Le 15 juin, le gouvernement algérien a affirmé avoir « fait un pas important » vers la création d’une nouvelle compagnie aérienne dédiée aux liaisons domestiques. Le projet, placé sous la tutelle d’Air Algérie, vise à relier « les différentes wilayas du pays par un réseau de transport moderne et régulier ». Cependant, cette ambition, portée au plus haut niveau de l’État, repose sur un maillon essentiel souvent négligé : les aéroports régionaux. En l’absence d’un plan de modernisation intégré des plateformes secondaires, ce projet court le risque d’une exécution partielle, ou pire, d’une dépendance à des infrastructures sous-dimensionnées.
L’Algérie compte officiellement 36 aéroports civils, dont 15 à statut international et 21 à vocation régionale ou domestique. Malgré cette couverture, les écarts d’équipement entre aéroports restent marqués. À Alger, le terminal international de Houari Boumédiène, livré en 2019, a été conçu selon les standards de l’Organisation de l’aviation civile internationale (OACI) et dispose d’une capacité de 18 millions de passagers par an. Il est équipé de passerelles télescopiques, de scanners corporels de dernière génération et d’un système de reconnaissance faciale. À Oran, l’aéroport Ahmed Ben Bella, opérationnel depuis 2022, est doté d’infrastructures modernes, avec parkings automatisés et systèmes de contrôle aux frontières. Constantine, de son côté, a vu son terminal international étendu et modernisé, ce qui lui permet d’accueillir des vols long-courriers opérés notamment par Turkish Airlines ou Air France.

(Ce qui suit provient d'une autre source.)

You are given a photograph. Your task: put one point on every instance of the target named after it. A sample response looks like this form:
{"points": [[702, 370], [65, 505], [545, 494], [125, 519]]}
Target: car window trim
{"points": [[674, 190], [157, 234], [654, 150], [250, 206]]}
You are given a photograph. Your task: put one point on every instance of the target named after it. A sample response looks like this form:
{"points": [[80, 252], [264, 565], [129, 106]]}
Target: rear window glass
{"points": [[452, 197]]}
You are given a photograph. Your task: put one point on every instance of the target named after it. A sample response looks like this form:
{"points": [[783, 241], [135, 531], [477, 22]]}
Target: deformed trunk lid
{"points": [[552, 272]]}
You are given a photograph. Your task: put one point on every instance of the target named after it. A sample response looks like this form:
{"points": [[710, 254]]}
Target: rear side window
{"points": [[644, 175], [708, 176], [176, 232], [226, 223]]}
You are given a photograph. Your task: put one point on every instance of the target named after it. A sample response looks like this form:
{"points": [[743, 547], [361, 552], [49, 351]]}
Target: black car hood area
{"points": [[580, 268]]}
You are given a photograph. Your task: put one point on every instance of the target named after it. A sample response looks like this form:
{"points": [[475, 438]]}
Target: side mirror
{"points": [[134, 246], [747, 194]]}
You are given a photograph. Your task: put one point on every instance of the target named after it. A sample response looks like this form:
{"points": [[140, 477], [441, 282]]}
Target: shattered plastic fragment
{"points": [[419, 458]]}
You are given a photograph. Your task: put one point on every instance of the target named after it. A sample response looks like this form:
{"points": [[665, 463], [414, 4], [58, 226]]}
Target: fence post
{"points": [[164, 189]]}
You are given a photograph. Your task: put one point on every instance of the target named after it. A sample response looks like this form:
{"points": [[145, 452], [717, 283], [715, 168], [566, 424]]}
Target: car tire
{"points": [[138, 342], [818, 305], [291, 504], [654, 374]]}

En dehors de ces grands hubs, la situation est plus contrastée. Si aucun projet de modernisation majeur n’a été achevé récemment dans des aéroports comme Bechar, Tindouf ou Jijel, plusieurs initiatives sont en cours ou à l’étude, notamment un nouvel aéroport en construction à Tamanrasset ainsi que des travaux préliminaires à Adrar, Djanet et Illizi. Cependant, ces projets restent souvent à un stade initial ou de planification, et les infrastructures actuelles demeurent insuffisantes pour accueillir régulièrement les vols dans des conditions optimales. Certaines pistes sont encore trop courtes ou dégradées pour les appareils de moyenne capacité, et plusieurs plateformes manquent d’équipements modernes de navigation, de passerelles ou de zones dédiées au traitement du fret.
À ce sous-investissement en infrastructures s’ajoute une fragilité logistique plus discrète qui est l’approvisionnement en carburant aviation. Naftal, l’entreprise publique chargée du ravitaillement, dispose actuellement de 30 dépôts dédiés à l’aviation répartis sur le territoire. Ce réseau, suffisant pour les plateformes du nord, devient incertain dès que l’on s’éloigne des grands centres. Dans le sud, des aéroports comme Djanet, Illizi ou Tamanrasset dépendent de livraisons par camions-citernes sur de longues distances, sans infrastructure de stockage sur site pour garantir la continuité des opérations. Sans extension programmée du réseau ou stratégie d’adaptation logistique, l’approvisionnement en carburant pourrait devenir un obstacle au fonctionnement de la future compagnie domestique.
Sans investissements ciblés pour moderniser les aéroports régionaux, la nouvelle compagnie aérienne pourrait être contrainte de concentrer ses opérations sur les grands hubs du Nord, tels qu’Alger, Oran et Constantine. Cette concentration risque de limiter l’accessibilité des régions plus éloignées, contredisant l’objectif initial de connecter l’ensemble des wilayas du pays.